One of the longitudinal rotations involves spending time with radiology in the MSK reading room. Additionally, we have monthly radiology grand rounds as listed above. One of the focuses of this fellowship is to ensure adequate radiology skills for a sports physician to interpret his/her own images upon completion of training.
Fellows rotate on a longitudinal basis through the various specialties of orthopaedics with faculty at the top of their respective fields on a national level. Rotations available include:
- Surgical sports medicine
- Hand and upper extremities
- Foot and ankle
- Hip arthroscopy
- Non-operative spine (PM&R and orthopaedics)
Fellows spend at least one half-day in their primary care specialty per week. The FM fellow(s) see walk-in urgent care at the family medicine center for one, half-day session per week, and the EM fellow(s) attend in the Duke ER for one 8-hour shift per week.
The current paid time off allowed per year is:
- Three weeks of vacation per year
- Six personal/sick days per year
- Five days for job hunting/interviews
- Annual dates per ERAS/NRMP schedule
Time off and paid expenses for AMSSM Advanced Team Physician Course, AMSSM Fellows Conference, AMSSM National Meeting and Duke Sports Cardiology Conference
Various health and dental plans are available through the Duke University Health System.
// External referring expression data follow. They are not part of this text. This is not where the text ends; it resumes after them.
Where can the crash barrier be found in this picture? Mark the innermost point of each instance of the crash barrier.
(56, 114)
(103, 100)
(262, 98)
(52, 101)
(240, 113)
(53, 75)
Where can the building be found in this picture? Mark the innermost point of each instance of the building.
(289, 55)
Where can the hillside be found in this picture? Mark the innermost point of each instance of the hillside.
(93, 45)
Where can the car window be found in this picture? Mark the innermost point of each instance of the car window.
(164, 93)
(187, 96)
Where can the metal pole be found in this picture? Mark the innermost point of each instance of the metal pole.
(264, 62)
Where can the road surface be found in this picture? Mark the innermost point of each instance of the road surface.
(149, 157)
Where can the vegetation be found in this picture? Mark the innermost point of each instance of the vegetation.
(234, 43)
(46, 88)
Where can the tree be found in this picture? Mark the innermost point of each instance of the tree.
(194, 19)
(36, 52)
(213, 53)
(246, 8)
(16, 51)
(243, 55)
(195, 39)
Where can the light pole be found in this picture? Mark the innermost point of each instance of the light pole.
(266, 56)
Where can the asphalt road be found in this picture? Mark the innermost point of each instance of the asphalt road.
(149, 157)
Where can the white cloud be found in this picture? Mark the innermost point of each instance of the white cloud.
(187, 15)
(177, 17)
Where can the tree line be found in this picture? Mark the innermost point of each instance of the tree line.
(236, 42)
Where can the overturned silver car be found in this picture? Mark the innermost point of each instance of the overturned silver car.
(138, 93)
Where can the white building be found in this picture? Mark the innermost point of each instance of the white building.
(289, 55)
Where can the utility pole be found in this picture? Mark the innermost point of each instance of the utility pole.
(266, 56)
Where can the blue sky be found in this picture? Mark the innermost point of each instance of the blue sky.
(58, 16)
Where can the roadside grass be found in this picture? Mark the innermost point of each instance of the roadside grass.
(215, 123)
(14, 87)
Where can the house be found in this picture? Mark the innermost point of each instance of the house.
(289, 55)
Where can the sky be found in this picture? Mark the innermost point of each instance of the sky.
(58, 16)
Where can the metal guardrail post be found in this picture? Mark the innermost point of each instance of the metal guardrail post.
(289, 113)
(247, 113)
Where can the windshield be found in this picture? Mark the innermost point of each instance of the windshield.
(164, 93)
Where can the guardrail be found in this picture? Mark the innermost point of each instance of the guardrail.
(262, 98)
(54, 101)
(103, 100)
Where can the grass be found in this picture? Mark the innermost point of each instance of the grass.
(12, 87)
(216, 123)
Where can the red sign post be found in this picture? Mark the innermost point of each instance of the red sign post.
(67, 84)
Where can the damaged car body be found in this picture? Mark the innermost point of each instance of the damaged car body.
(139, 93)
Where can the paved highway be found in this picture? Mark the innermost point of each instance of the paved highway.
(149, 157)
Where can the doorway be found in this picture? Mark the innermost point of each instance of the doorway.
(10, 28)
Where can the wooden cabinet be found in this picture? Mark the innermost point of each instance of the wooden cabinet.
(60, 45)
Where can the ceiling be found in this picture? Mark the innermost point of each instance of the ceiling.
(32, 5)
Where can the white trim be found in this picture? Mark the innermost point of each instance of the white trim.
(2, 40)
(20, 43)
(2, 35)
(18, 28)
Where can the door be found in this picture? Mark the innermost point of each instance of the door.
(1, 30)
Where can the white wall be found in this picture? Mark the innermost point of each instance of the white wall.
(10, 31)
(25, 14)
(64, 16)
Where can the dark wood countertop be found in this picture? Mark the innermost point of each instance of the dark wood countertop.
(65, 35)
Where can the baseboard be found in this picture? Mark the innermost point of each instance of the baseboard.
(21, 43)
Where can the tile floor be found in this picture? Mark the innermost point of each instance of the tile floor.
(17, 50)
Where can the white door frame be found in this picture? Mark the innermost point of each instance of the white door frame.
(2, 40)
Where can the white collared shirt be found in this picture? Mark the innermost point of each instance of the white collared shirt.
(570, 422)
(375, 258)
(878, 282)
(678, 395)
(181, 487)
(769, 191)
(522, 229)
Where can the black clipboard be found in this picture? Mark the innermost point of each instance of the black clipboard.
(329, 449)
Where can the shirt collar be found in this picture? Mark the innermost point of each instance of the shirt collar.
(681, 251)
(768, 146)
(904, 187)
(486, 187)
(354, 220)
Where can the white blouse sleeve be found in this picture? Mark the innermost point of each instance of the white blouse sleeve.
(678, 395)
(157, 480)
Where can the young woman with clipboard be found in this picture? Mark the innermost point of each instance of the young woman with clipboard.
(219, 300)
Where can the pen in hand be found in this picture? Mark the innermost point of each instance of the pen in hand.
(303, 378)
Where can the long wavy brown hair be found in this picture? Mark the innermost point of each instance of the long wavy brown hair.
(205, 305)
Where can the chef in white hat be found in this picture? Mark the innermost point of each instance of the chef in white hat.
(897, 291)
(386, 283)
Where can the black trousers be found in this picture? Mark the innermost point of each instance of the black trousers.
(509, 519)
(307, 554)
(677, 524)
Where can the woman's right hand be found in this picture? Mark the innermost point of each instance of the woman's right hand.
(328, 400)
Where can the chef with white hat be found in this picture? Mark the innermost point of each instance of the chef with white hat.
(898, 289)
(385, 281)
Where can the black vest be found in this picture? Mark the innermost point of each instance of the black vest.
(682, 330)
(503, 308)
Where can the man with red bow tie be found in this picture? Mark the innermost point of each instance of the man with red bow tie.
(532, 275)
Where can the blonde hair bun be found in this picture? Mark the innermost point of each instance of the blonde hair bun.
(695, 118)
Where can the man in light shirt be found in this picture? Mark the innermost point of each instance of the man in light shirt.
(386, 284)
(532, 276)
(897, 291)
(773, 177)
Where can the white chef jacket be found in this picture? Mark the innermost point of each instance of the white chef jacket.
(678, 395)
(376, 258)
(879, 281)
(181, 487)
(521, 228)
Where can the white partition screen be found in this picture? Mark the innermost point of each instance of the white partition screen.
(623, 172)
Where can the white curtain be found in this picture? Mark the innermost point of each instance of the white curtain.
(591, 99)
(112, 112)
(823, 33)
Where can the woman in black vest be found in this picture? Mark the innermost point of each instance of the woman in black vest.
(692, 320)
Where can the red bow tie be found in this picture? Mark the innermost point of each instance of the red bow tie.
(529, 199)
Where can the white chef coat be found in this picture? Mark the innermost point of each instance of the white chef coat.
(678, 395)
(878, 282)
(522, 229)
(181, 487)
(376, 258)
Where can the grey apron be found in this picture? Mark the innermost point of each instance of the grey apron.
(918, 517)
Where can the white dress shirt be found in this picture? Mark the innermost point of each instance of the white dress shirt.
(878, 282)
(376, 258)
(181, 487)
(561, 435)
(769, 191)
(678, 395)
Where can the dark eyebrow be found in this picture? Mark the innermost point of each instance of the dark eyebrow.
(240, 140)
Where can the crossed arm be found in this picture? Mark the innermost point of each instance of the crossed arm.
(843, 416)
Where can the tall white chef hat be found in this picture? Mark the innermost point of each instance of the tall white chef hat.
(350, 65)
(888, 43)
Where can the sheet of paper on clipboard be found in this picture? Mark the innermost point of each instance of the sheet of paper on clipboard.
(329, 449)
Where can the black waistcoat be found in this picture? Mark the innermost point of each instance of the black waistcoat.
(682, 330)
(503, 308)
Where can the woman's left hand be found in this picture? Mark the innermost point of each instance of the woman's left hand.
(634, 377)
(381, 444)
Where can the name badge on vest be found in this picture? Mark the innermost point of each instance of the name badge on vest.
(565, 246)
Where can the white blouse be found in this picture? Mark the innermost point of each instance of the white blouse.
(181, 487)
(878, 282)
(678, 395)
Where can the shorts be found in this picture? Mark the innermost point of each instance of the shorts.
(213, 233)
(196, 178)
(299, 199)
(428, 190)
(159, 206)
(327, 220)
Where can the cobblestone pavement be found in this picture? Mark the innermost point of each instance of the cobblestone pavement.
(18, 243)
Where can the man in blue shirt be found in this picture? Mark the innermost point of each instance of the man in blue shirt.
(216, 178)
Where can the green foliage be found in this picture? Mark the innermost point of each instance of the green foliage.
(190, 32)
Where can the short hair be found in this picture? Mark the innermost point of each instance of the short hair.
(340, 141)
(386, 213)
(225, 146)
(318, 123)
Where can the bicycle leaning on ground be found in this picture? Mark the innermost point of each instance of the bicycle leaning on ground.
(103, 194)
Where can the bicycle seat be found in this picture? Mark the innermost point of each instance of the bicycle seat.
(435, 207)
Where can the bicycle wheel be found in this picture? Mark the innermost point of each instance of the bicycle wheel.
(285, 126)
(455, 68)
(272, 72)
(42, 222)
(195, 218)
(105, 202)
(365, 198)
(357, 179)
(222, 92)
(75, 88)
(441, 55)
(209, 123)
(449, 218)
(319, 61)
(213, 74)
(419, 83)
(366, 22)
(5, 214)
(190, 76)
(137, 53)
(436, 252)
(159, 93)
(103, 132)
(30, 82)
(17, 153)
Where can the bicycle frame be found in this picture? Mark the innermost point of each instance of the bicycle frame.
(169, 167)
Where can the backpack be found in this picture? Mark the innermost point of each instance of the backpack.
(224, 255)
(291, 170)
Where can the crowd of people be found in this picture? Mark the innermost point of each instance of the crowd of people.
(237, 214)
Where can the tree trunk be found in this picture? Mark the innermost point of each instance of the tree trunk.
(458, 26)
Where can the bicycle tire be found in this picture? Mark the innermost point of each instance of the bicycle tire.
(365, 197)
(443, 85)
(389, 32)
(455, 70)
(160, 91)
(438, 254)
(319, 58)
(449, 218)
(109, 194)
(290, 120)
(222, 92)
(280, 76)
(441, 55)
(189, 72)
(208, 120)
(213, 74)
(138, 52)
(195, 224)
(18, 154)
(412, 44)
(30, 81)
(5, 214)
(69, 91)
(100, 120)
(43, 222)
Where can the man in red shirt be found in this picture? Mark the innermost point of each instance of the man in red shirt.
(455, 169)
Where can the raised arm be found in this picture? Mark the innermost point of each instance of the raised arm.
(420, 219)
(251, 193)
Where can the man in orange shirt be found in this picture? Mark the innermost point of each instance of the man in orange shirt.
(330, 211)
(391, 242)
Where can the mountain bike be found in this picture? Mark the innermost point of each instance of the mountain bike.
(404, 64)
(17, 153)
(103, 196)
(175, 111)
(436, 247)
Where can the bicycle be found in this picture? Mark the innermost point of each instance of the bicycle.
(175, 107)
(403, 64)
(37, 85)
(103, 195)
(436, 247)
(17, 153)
Health benefits are paid for the trainee, but spouses and dependents are an extra premium.
Lab coats, prescription pads, parking
Lab coats, prescription pads, and parking permits are provided through the house staff office at no charge.
How to apply
Accepting applications: Annual dates per ERAS/NRMP Schedule
Match participation: NRMP
ACGME program number: 1273613065
Application deadline: September
We accept the Electronic Residency Application Service (ERAS) application only. Documents that can’t be submitted through ERAS should be emailed directly to Kelly Oliver at email@example.com.
We typically hold three separate interview dates in October and November each year.
What you’ll need
- ERAS application (includes a photograph and three letters of recommendation)
- Letter from program director regarding graduation status or diploma for completion of residency
- Formal CV with documentation to verify presentations and publications
- Verification of USMLE/COMPLEX scores
As with everything in medicine, things are always evolving. We make every attempt to keep this page as up-to-date as possible, but it serves only as a guide to the Duke Primary Care Sports Medicine Fellowship. Actual requirements may change.